All the sins for which an "ascending and descending" offering is brought are sins involving two stages: the person first performs an act that is not problematic in and of itself, but then he does (or fails to do) something else, which constitutes the sin. Examples include someone who makes a vow but then fails to fulfill it, a person who becomes ritually impure and then fails to undertake the purification required,[8] and one who takes the oath for witnesses but then fails to give his testimony.[9]
The difference between an animal sacrifice and a fowl or mincha sacrifice is not only the price of the sacrifice, but also the nature of the atonement that it achieves. The chatat that is an animal involves pouring blood at the base of the altar and on its horns; the chatat that is a bird does not involve placing blood on the horns of the altar; and a mincha (meal offering]) involves no blood at all. The "ascending and descending" sacrifice teaches us an amazing lesson: when it comes to certain sins, where there are financial constraints, one may suffice with a lower level of atonement. Unlike the chatat, where the different sacrifices reflect transgressions of differing levels of severity, there is no difference between the sin of a rich person and the sin of a poor person, and therefore a pauper may, if he so chooses, bring the sacrifice required of a rich person. Nevertheless, if he is unable to bring an animal sacrifice, he may suffice with a fowl or mincha offering – "and the kohen shall make atonement for him with regard to the sin which he sinned… and he shall be forgiven."
(Translated by Kaeren Fish; edited by Sarah Rudolph)
[1] In fact, even within this unit, each value is "ascending and descending" since the Torah states explicitly that if the person is destitute ("But if he is too poor for your valuation…," Vayikra 27:8), he may be able to pay a lower amount.
[2] These three sacrifices are a category on their own, since they are not meant to be consumed on the altar but are eaten by their owners. The placing of the blood on the altar is required merely to turn the animal into a sacrifice, and therefore the Torah suffices with a minimal placement.
[3] We will not address here the question of whether the altar upon which the blood is sprinkled on Yom Kippur is the outer altar or the altar of burnt offerings. I hope to address this question in a different shiur.
[4] The words "and sanctified it, to make atonement for it" may be meant as a summary of the process of sanctifying the altar, rather than referring specifically to the pouring of the blood at the base. However, as we shall see below, the division into two distinct purposes helps clarify the different sprinklings of the blood for different sin-offerings. In addition, the verse appears to be symmetrical, providing an explanation for each of the offerings of blood.
[5] Even if tzara'at is caused by sin, it is clear that there is no connection between the sacrifice and the sin, since nowhere is there any mention of an obligation to bring a sacrifice for speaking lashon ha-ra.

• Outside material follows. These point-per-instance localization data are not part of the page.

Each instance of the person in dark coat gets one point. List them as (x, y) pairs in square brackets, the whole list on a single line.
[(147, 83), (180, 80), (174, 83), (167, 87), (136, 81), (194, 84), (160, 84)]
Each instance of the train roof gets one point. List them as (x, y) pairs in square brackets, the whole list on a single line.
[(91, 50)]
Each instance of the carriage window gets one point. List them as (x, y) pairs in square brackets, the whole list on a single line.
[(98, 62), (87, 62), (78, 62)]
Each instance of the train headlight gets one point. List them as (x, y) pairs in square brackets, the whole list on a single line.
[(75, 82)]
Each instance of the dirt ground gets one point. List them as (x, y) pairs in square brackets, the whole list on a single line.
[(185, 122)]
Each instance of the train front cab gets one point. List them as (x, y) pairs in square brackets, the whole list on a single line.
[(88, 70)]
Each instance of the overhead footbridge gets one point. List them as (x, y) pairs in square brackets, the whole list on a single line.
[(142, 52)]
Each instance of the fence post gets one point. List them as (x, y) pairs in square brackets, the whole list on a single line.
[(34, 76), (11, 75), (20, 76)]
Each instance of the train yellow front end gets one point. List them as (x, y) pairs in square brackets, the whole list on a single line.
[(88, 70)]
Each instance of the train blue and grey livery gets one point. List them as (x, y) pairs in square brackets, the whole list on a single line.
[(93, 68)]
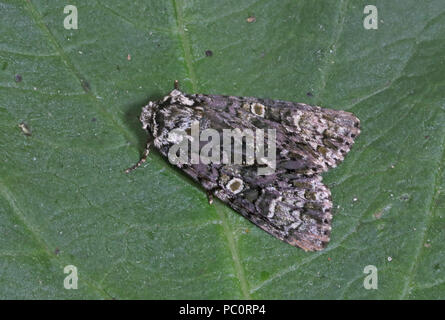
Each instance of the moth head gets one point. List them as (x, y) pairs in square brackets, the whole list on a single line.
[(173, 112)]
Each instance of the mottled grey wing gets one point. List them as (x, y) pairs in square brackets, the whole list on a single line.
[(310, 139), (292, 203)]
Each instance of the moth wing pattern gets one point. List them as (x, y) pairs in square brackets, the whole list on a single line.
[(291, 203)]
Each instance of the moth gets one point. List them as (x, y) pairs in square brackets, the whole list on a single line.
[(290, 202)]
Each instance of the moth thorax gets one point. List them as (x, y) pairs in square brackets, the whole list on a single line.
[(235, 185), (258, 109)]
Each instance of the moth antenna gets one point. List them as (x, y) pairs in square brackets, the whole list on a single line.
[(142, 160)]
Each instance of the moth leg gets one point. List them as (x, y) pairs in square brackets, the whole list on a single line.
[(210, 197), (142, 160)]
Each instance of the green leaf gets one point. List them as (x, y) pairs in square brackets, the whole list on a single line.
[(64, 199)]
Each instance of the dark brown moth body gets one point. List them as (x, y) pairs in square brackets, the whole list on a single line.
[(291, 203)]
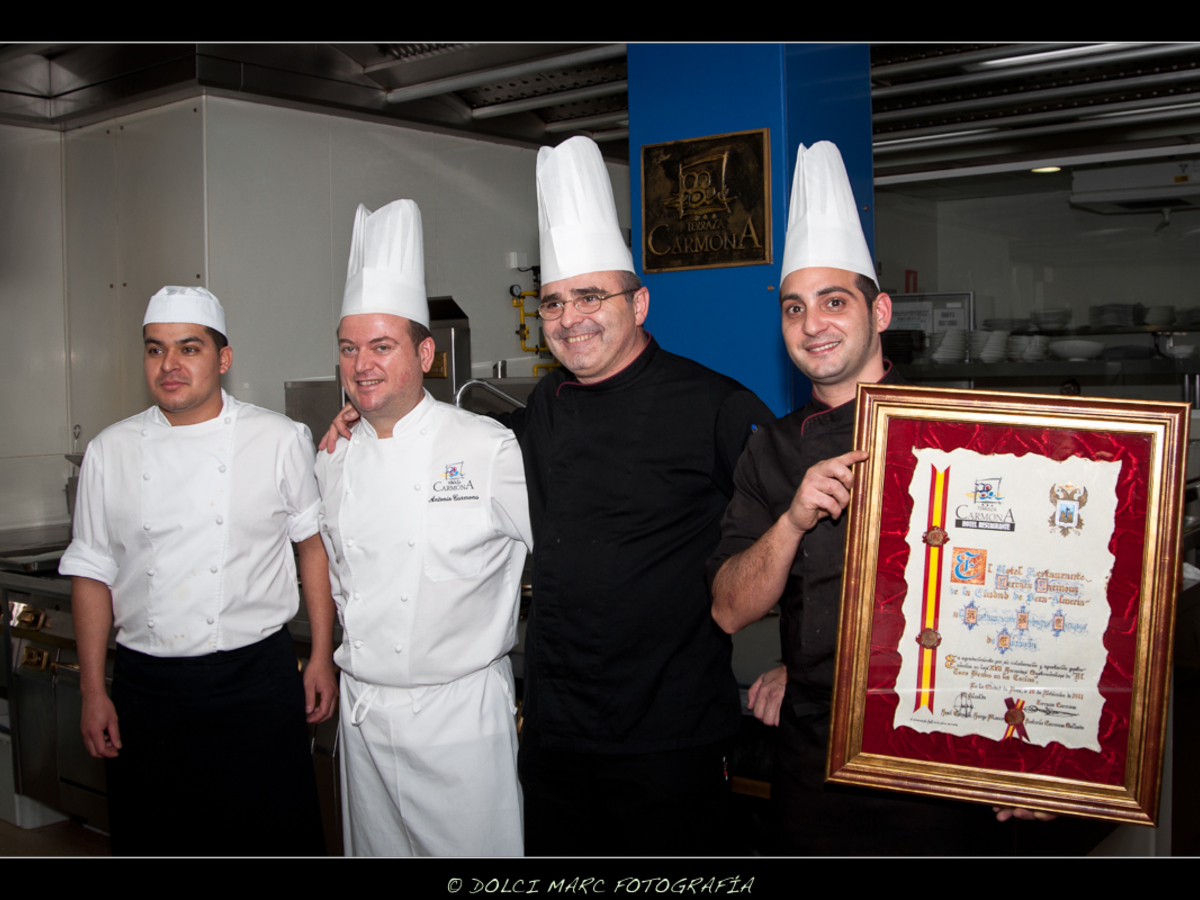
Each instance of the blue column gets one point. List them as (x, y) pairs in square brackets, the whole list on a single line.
[(729, 318)]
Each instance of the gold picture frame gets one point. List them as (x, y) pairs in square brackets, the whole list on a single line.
[(1008, 757)]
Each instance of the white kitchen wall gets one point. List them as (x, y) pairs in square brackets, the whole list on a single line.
[(33, 342), (257, 204), (135, 221), (269, 238)]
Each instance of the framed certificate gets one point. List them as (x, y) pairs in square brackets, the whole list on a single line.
[(1008, 604)]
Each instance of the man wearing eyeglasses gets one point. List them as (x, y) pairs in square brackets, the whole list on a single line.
[(630, 702)]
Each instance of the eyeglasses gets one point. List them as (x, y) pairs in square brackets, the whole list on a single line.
[(553, 310)]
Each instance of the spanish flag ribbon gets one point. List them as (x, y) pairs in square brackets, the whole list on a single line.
[(1015, 719), (935, 540)]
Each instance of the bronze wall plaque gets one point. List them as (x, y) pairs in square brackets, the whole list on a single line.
[(706, 202)]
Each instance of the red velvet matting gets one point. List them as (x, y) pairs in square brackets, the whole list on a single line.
[(1125, 586)]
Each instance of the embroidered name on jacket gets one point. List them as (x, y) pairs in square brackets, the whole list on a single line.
[(453, 484)]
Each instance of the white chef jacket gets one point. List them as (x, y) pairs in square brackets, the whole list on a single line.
[(190, 527), (426, 534)]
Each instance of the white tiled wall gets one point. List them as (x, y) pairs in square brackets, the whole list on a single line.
[(257, 204), (33, 339)]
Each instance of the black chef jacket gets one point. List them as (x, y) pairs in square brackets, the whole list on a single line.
[(820, 819), (628, 479)]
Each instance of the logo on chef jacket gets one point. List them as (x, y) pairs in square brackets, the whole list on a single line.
[(453, 485)]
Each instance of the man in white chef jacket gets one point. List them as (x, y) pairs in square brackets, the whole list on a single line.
[(183, 539), (426, 522)]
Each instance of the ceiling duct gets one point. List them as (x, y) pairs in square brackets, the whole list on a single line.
[(1138, 189)]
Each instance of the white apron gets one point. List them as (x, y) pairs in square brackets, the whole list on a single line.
[(426, 534)]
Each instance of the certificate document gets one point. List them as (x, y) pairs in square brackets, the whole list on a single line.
[(1007, 597)]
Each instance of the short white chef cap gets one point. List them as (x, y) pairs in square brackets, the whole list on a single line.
[(387, 268), (186, 304), (576, 214), (823, 228)]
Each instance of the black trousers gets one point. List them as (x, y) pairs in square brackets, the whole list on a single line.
[(672, 803), (215, 756), (815, 819)]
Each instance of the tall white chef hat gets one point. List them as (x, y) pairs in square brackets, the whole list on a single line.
[(823, 228), (387, 268), (186, 304), (576, 214)]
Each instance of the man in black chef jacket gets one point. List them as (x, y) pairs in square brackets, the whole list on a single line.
[(630, 703), (783, 535)]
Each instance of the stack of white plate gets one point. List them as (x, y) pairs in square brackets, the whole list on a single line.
[(1027, 348), (1161, 316), (1051, 319), (989, 346), (951, 347), (1011, 325)]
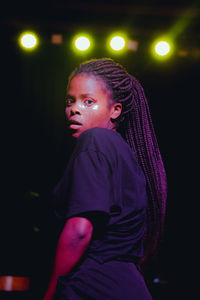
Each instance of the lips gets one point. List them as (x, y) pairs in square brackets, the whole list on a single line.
[(74, 122)]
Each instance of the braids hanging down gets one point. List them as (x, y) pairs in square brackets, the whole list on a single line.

[6] The Ramban's explanation for the sacrifice of the nazir (Bamidbar 6:14) may be similar. In his view, this sacrifice is not brought for any sin that the nazir committed, but rather for the fact that he now wishes to give up his nazirite status.
[7] This may be compared to someone who falls ill and grows weak. He now faces a dual challenge: he must deal with the illness, and he must also deal with his weakness. Similarly, someone who has sinned must deal both with his sin and with the negative situation in which he is mired as a result of it. The chatat does not address the sin itself; it addresses the resultant negative situation.
[8] There is room for debate as to whether one is obligated to bring a sacrifice only if he entered the Sanctuary while in a state of impurity, or whether he is obligated after any instance of becoming ritually impure. See David Hanschke's article on the subject in Megadim.
[9] Indeed, the Torah does not require an "ascending and descending" sacrifice for an oath taken regarding an article deposited for safekeeping, since the prohibition in that scenario is the actual taking of the oath; there is no two-stage transgression.